SANTA BARBARA— Santa Barbara Cottage Hospital Psychiatry and Addiction Medicine is sponsoring the annual Mental Health Fair on Saturday, May 4, from 10 a.m. – 2 p.m., in the hospital’s Burtness Auditorium (enter via the main lobby at 400 W. Pueblo Street). More than 20 nonprofit agencies from the community will be participating and providing information at this free event. No reservations are needed and all are invited to attend. Free parking with validation is available across from the main entrance.
Local mental health professionals will offer information on a variety of topics, including mental health, chemical dependency, community resources, wellness and recovery. The event’s primary goal is to provide education to the community about services that are available for those affected by mental illness and addiction. This year’s speakers will focus their presentations on helping families.

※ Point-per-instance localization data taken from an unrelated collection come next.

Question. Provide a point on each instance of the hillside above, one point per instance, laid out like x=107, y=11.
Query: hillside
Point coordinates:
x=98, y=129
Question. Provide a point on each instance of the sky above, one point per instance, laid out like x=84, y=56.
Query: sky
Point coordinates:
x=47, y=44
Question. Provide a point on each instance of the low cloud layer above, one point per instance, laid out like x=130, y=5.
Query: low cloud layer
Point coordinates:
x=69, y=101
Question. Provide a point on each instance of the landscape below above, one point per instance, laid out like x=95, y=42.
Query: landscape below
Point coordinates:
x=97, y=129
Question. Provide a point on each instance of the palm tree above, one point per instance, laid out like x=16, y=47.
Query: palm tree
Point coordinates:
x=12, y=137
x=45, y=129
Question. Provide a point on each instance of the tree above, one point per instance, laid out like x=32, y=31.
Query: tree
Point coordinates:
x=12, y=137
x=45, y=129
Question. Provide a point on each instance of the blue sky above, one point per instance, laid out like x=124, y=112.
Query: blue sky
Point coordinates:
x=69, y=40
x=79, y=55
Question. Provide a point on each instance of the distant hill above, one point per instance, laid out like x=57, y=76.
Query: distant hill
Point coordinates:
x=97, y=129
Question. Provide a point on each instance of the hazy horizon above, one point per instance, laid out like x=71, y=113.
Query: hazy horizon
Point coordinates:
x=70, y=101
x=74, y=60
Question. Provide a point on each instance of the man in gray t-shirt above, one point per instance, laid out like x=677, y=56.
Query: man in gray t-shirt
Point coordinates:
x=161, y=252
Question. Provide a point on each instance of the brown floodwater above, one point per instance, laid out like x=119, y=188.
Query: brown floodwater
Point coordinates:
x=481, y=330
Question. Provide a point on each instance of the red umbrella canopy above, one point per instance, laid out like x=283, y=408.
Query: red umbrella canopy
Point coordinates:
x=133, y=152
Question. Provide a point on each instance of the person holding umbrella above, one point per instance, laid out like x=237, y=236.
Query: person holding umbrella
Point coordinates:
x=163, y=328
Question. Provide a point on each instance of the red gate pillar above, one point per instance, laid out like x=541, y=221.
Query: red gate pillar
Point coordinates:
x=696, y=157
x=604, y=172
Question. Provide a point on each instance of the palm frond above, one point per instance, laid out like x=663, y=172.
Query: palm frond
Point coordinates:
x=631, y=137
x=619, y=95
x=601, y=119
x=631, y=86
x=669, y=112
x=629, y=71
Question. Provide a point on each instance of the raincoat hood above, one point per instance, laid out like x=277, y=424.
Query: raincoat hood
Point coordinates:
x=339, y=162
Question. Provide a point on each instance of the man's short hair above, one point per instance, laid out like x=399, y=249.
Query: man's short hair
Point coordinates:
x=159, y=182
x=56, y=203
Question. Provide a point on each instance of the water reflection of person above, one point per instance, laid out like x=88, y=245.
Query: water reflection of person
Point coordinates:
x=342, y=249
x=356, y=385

To commemorate National Mental Health Month, the Mental Health Fair is held annually in May at Santa Barbara Cottage Hospital. For more information, visit cottagehealth.org/mentalhealth.
2019 Mental Health Fair Speaker Schedule:
When Mental Illness Strikes: What Families Need
George Kaufmann, President, NAMI Southern Santa Barbara County
Child and Adolescent Mood Disorders: An Overview of Diagnosis and Treatment
Dustin Sanchez, MD, Medical Director, Mission Harbor Behavioral Health and Pulse TMS
About Cottage Health cottagehealth.org
The not-for-profit Cottage Health is the leader in providing advanced medical care to the Central Coast region. Specialties include the Cottage Children’s Medical Center, Level 1 Trauma Center, Neuroscience Institute, Heart & Vascular Center, Center for Orthopedics, and Rehabilitation Hospital. The Cottage Health medical staff is comprised of more than 700 physicians, many with subspecialties typically found only at university medical centers. Last year, the Cottage Health hospitals in Goleta, Santa Barbara and Santa Ynez Valley provided inpatient care for 20,000 people, treated 79,000 patients through their 24-hour emergency departments and helped deliver 2,100 newborns.